# Another boating disaster



## MaidenScotland (Jun 6, 2009)

More than 1,200 passengers have been evacuated from a ferry that caught fire in the Red Sea.

Egyptian officials said all the passengers had been saved, but officials in Jordan said a Jordanian man had died after jumping overboard.

The ferry was travelling between the Jordanian port of Aqaba and Nuweiba in Egypt. The fire broke out when it was about 15 nautical miles from Aqaba.

Most of the passengers were said to be Egyptian migrant workers.


----------



## kevinthegulf (Aug 16, 2009)

*Not a disaster*



MaidenScotland said:


> More than 1,200 passengers have been evacuated from a ferry that caught fire in the Red Sea.
> 
> Egyptian officials said all the passengers had been saved, but officials in Jordan said a Jordanian man had died after jumping overboard.
> 
> ...


I have to take issue, it was not a disaster, initial reports that I have heard are that no one has died (apart from the above mentioned).

I consider that a succes, fire on a ship is one of the most dangerous fires around, ask any fireman in the Uk that has a port in there district and they will tell you ship fire is what they least like.

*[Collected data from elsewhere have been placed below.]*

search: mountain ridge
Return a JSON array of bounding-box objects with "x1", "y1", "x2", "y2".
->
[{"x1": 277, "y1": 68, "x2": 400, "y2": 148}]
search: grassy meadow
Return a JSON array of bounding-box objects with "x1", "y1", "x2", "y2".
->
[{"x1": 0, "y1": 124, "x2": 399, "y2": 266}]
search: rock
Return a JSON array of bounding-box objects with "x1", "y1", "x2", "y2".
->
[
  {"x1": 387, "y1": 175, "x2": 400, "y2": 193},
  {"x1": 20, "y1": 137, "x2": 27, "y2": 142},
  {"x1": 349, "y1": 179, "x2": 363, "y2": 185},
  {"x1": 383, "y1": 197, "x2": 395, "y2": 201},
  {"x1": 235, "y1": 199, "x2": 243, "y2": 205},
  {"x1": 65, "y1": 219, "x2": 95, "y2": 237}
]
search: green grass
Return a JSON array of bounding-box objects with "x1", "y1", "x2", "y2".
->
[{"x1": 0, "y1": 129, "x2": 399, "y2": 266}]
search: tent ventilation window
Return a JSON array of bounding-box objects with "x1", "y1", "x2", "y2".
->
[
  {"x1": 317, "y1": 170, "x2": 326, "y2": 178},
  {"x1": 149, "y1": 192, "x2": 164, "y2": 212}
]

As a profesional Mariner for 30 years and now a surveyor I have actually inspected a ferry company here and there vessels, and I was actually very pleasantly suprised, I will not comment on a lot of other stuff I have inspected, but the standards were satisfactory, since the Al Salaam incient the egyptian authorities have put effort in, they have an inspection regime where local committess made up of professionals(engineers, doctors etc) check the vessels weekly for the safety features.

It will be intersting to see the outcome of investigation, but it is not often I have something positive to say about here, I coul be talking out of my bottom and the cause of the fire is muppetry, but a passenger ship fire with no loss of life is a good result.


----------



## MaidenScotland (Jun 6, 2009)

kevinthegulf said:


> I have to take issue, it was not a disaster, initial reports that I have heard are that no one has died (apart from the above mentioned).
> 
> I consider that a succes, fire on a ship is one of the most dangerous fires around, ask any fireman in the Uk that has a port in there district and they will tell you ship fire is what they least like.
> 
> ...




Glad to hear that they have an inspection regime.

Personally I think any life lost is a disaster.


----------



## kevinthegulf (Aug 16, 2009)

MaidenScotland said:


> Glad to hear that they have an inspection regime.
> 
> Personally I think any life lost is a disaster.


In which case there are multiple disasters on the roads of Cairo everyday. In the time this incident took place there were probably half a dozen RTA fatalities just in Cairo.

Given the standard of journalism nowadays(not just here) and the great difficulty of getting an accurrate story after any incident, it takes a lot of sifting to get the real story, of any incident & I have done a few investigations. Whether or not the real story emerges I could not say


----------



## MaidenScotland (Jun 6, 2009)

kevinthegulf said:


> In which case there are multiple disasters on the roads of Cairo everyday. In the time this incident took place there were probably half a dozen RTA fatalities just in Cairo.
> 
> Given the standard of journalism nowadays(not just here) and the great difficulty of getting an accurrate story after any incident, it takes a lot of sifting to get the real story, of any incident & I have done a few investigations. Whether or not the real story emerges I could not say




Yes there are multiple disasters on the roads every day.


----------